When I didn't, it struck me hard how much our field makes up theories with little to no hard evidence to support them. And then we go about using those theories as our assumption base and creating more theories on top of them. The only thing that we go on is the seat of our pants, and any reasonable scenario appears arguable and convincing. We tell ourselves it is okay because we cannot recreate the ancient world to study, and continue along our merry way. At least this has been my own personal experience.
But what happens when we compare the results of our modern day experiments to the texts we have and we discover comparable memory distortions, when human memory appears to be the big factor? In this case, the position that needs to justify itself is the one that continues to plead that we don't have the ancient people to study.

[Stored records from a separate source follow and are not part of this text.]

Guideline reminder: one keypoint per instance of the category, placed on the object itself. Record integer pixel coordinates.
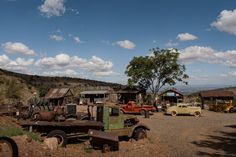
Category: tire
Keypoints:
(11, 144)
(61, 137)
(142, 112)
(106, 148)
(173, 113)
(197, 114)
(35, 116)
(139, 134)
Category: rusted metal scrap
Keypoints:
(104, 140)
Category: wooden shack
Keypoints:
(59, 96)
(171, 96)
(210, 97)
(95, 96)
(130, 94)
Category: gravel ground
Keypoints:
(213, 134)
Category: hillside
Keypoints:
(17, 86)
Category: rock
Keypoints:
(51, 143)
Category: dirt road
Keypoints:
(213, 134)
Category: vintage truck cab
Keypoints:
(122, 125)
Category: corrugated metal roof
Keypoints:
(56, 93)
(206, 94)
(171, 90)
(95, 92)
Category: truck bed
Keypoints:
(75, 126)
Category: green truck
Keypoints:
(107, 119)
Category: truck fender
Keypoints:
(140, 125)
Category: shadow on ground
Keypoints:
(223, 144)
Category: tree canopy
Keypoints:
(156, 70)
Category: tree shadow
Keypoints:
(223, 144)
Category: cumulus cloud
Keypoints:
(17, 48)
(77, 39)
(226, 22)
(126, 44)
(67, 72)
(56, 37)
(52, 8)
(18, 65)
(94, 65)
(207, 54)
(171, 44)
(186, 37)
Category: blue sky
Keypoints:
(97, 39)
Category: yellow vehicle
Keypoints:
(222, 106)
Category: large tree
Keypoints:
(160, 68)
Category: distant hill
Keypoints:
(196, 93)
(10, 82)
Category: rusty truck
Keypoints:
(108, 119)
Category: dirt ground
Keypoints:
(213, 134)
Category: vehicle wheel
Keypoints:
(60, 135)
(197, 114)
(173, 113)
(8, 147)
(35, 116)
(142, 112)
(106, 148)
(122, 111)
(139, 134)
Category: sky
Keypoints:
(97, 39)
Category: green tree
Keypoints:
(154, 71)
(13, 91)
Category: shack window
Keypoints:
(114, 112)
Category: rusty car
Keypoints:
(108, 119)
(184, 109)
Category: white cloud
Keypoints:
(52, 8)
(77, 39)
(18, 65)
(171, 44)
(56, 37)
(226, 22)
(106, 42)
(186, 37)
(103, 73)
(207, 54)
(67, 72)
(4, 60)
(17, 47)
(126, 44)
(94, 65)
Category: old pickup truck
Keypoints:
(108, 119)
(132, 108)
(184, 109)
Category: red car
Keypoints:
(132, 107)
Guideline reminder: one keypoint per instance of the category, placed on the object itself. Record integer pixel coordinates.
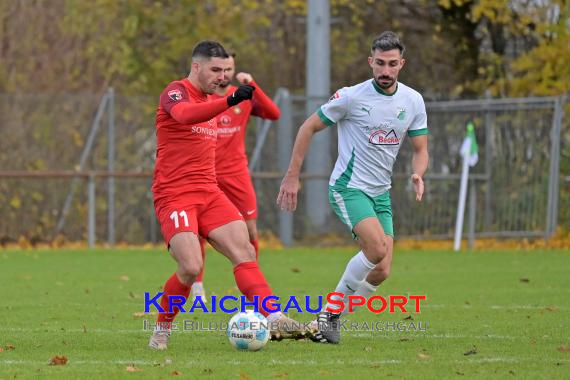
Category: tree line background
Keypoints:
(456, 49)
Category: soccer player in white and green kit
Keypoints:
(373, 118)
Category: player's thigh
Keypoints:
(383, 210)
(232, 241)
(371, 239)
(226, 230)
(251, 228)
(239, 190)
(185, 249)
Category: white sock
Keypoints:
(365, 290)
(356, 271)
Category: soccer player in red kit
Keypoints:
(188, 202)
(231, 160)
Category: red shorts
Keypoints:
(239, 190)
(199, 212)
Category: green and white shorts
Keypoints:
(353, 205)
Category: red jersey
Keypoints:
(231, 158)
(186, 139)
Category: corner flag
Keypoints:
(470, 153)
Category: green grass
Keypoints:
(82, 304)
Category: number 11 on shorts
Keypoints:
(174, 217)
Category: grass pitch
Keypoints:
(488, 315)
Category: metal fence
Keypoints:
(64, 140)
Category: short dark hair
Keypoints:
(209, 49)
(388, 41)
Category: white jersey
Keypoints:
(371, 128)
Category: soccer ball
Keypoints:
(248, 331)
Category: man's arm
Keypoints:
(287, 198)
(420, 160)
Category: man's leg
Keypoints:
(198, 286)
(185, 250)
(252, 231)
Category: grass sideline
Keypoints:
(488, 314)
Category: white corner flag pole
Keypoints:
(469, 153)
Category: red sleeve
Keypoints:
(263, 106)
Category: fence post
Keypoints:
(91, 211)
(111, 168)
(285, 146)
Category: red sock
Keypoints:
(255, 244)
(251, 282)
(173, 287)
(200, 276)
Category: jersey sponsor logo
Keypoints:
(225, 120)
(401, 113)
(382, 137)
(175, 95)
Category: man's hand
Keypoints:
(287, 198)
(243, 92)
(244, 78)
(418, 183)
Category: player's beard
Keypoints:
(385, 82)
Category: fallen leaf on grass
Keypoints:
(58, 360)
(132, 368)
(564, 348)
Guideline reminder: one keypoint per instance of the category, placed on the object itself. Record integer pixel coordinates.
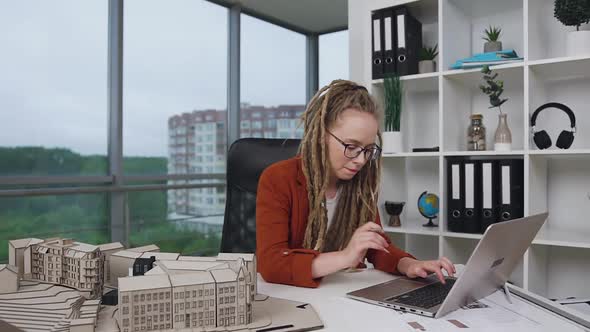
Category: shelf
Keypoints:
(451, 73)
(483, 153)
(411, 155)
(561, 238)
(464, 22)
(413, 226)
(511, 73)
(427, 82)
(560, 152)
(437, 110)
(563, 68)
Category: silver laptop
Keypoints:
(487, 270)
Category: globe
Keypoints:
(428, 207)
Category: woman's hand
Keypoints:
(414, 268)
(368, 236)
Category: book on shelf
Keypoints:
(489, 58)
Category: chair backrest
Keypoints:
(246, 159)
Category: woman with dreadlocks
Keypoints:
(316, 214)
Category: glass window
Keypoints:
(174, 91)
(333, 57)
(53, 117)
(164, 218)
(83, 217)
(260, 60)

I want to emphasize that my sample was small and only was a pilot exercise. More testing needs to be done. To do this, I really need to set up a lab at Rice, and to do this is going to require money and a big time commitment on my part. I still have an entire data set from my earlier experiment sitting on my shelf in which I tested for secondary orality. This data is waiting to be collated and analyzed, but I haven't been able to get around to it yet. In this case, I asked the subjects to memorize the mustard seed parable from Mark. On a set date, I tested them on their memory of the parable by asking them to record it. Then I asked them to listen to a different version of the mustard seed parable. I then asked them after a period of 45 minutes (so we would be dealing with long-term memory instead of immediate recall) to record the version that they had heard. I have no idea yet regarding the results, because I haven't had the time to do the data analysis yet.
These experiments taught me more than I can even convey in writing, but they required a level of organization and computation and rigor which was taxing for me. I got little else done that year which was frustrating since my real academic interest is intellectual history. At the moment, I am trying to handle the new Coptic codex which contains the Gospel of Judas, and so any return to this type of cognitive classroom is going to have to wait for me. But I encourage my colleagues to consult cognitive psychologists at their universities and begin their own testing. Be open to what might happen, and do not be afraid to share what you learn. The way to move the field forward is to try new things and see what we can see. If nothing happens of importance, oh well. But if we learn something, doors might open to us that otherwise would remain closed.